GUI-directives/hints again (Was: Developing usable GUIs)

2010-12-01 Thread info
I am happy to read this opinion and I do fully agree on this.

This makes it possible to use templates for any purpose desired.
I already had thought of some template enrichments which work with CSS.

Now that there is template parsing software in Java, I am thinking of 
further developing/implementing it.

Next step will be a repository with archetyped controls, like a GUI 
building developing tool, it even could be an eclipse or visual studio 
plugin, or write an own development environment, and so enabling a drag 
and drop development tool for people close to the medical professions.

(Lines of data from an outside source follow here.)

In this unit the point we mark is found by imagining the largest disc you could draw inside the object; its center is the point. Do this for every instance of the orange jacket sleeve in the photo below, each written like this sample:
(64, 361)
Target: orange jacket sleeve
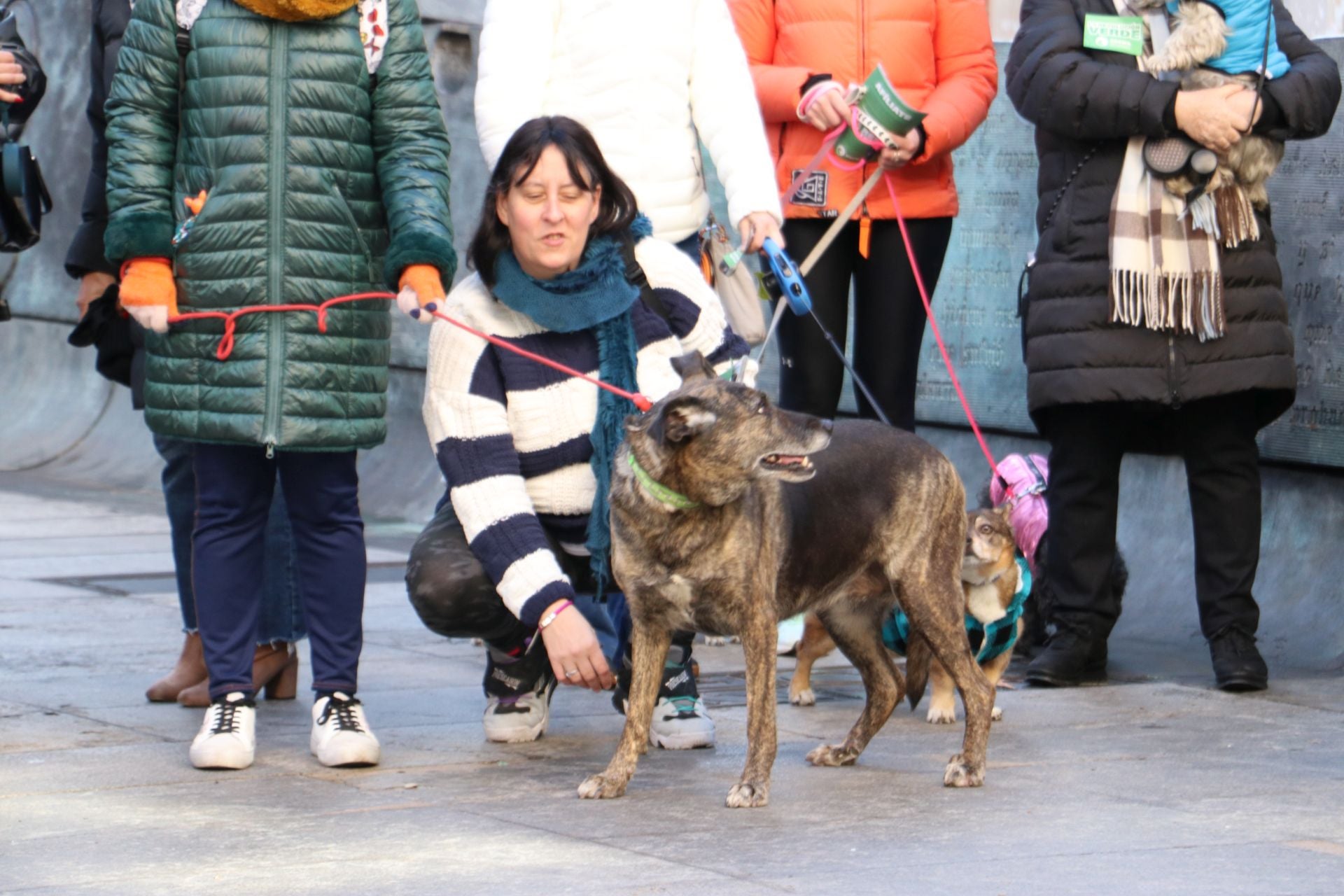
(778, 88)
(968, 76)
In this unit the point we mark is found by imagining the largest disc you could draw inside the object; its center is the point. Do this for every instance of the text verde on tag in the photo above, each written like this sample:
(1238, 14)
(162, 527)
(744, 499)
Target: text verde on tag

The templates could be the base of a Windows-executable GUI, or Mono, or 
Java, or PHP, or Javascript/HTML (AJAX), a client application that 
changes, depending on the template loaded. It is all a matter of just 
work to do.

Maybe I am jumping too many steps in one time, but something like that 
is my bit further goal.

Bert

Op 1-12-2010 19:30, Tim Cook schreef:
 IMO templates are an implementation specific issue and should not be
 part of the reference model.  Archetypes that express a concept as a
 maximal dataset are sufficient for interoperability.  Local templates
 are just that; local templates.  Certain implementations may share
 templates between applications but I dare say any attempt to 'standard'
 across implementations is wheel-spinning.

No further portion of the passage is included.